Le gardien chef avait un soupir de satisfaction :
— Eh bien, tant mieux, fit-il, cela me plaît mieux, j’avais peur d’avoir fait une gaffe.
— Continuez, Jacquinet.
— Je continue, monsieur le Procureur… Pour lors, M. Pradier m’a dit : « L’extradé que l’on amène et qui passe aux yeux de tous pour être Fantômas, n’est donc autre que M. Juve. Comme il faut que tout le monde l’ignore, lorsque les gendarmes vous amèneront le détenu, vous le mettrez dans une cellule à part et vous le surveillerez en personne ; vous aurez l’air de faire la plus grande attention à ce prisonnier, car, je vous le répète, il faut que tout le monde soit convaincu que c’est bien Fantômas qui est enfermé sous votre garde. Toutefois, comme il s’agit de M. Juve, lorsque minuit sonneront, vous vous rendrez à sa cellule, vous lui ouvrirez la porte et vous le ferez sortir de la maison d’arrêt, et ceci dans le plus grand mystère, avec les plus grandes précautions. Il ne faut pas qu’on le voie, qu’on le sache, avez-vous bien saisi ? »
Sans doute, l’excellent gardien chef avait bien compris les subtiles recommandations du faux Pradier, et Juve et le procureur qui entendaient le gardien chef remémorer ces instructions de Fantômas avaient bien compris aussi.

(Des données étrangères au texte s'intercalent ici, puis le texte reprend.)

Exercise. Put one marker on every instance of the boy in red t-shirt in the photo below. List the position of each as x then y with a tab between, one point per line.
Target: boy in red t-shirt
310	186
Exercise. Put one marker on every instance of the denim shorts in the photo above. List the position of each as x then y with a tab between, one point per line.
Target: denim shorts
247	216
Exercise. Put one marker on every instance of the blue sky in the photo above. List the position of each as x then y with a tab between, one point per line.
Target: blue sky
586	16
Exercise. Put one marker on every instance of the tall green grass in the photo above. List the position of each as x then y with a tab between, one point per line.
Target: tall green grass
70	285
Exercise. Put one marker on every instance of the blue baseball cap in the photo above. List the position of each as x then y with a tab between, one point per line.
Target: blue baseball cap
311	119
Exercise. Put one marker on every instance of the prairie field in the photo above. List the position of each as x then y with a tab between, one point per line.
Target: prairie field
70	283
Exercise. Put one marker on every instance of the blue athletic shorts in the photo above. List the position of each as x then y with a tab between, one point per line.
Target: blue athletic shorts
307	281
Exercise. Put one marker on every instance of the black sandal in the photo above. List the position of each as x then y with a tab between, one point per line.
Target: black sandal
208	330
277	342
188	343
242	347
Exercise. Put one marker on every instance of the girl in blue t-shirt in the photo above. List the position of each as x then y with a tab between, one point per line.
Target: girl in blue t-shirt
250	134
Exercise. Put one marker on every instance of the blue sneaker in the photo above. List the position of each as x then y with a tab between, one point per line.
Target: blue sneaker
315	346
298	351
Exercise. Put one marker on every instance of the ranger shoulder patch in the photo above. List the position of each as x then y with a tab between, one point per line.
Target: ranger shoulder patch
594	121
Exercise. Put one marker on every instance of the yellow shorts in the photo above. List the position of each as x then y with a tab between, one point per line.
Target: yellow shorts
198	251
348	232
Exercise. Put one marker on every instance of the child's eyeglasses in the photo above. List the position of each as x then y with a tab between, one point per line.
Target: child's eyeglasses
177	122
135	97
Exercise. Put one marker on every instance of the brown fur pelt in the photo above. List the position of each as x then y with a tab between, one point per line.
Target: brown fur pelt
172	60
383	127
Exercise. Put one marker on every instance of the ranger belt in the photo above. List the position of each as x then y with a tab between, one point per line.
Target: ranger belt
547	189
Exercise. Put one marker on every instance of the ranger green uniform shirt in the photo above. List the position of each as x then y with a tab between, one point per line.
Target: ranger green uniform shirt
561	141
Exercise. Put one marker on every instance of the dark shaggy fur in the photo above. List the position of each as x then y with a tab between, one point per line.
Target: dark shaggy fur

Ah ! cette fois, l’audace du bandit et son habileté se manifestaient d’extraordinaire façon. Pourquoi diable le Roi du Crime avait-il donné un tel ordre au gardien de la prison ?
Oh, ce n’était pas difficile à comprendre, si l’on admettait pour un moment que Fantômas était l’homme des résolutions rapides, des décisions spontanées.
Lorsqu’il avait été pour ainsi dire cerné dans son cabinet, Fantômas s’était rendu compte que toute fuite était impossible, il avait compris que Juve, en allant chez le procureur, allait le démasquer et que d’un instant à l’autre on allait venir l’arrêter.
Or, Fantômas avait dû se demander ce qu’on ferait de lui si on l’appréhendait et conclure que vraisemblablement on l’enverrait en prison. Si donc il parvenait à s’échapper, ce ne pouvait être qu’après avoir passé par la prison.
Alors, une idée merveilleuse avait germé dans l’esprit du bandit. Il avait donné des ordres tels au gardien chef, qu’il avait réussi à se rendre plus libre en prison que partout ailleurs. Juve et le procureur comprenant enfin la ruse demeuraient consternés. Le procureur général se ressaisit et, s’adressant au gardien chef, il questionnait encore :
— Continuez donc, Jacquinet, dites-nous l’histoire jusqu’au bout, qu’avez-vous fait à minuit ?
Le gardien chef répliquait simplement :
— J’ai ouvert à M. Juve. Qu’auriez-vous fait à ma place ?
Juve, atterré, ne prononça pas une parole, il se serra la tête entre les mains. Le procureur général ne trouvait rien à dire non plus. Une pensée lui vint soudain et toute la rage qu’il contenait en lui-même jusqu’alors éclata :
— Mais, bougre d’imbécile, hurla-t-il en foudroyant du regard l’infortuné gardien qui reculait terrifié jusqu’au fond de la pièce, mais, bougre d’imbécile, vous ne vous êtes donc pas aperçu que le prisonnier que l’on vous a amené était le juge d’instruction avec lequel, une heure auparavant, vous veniez de vous entretenir ?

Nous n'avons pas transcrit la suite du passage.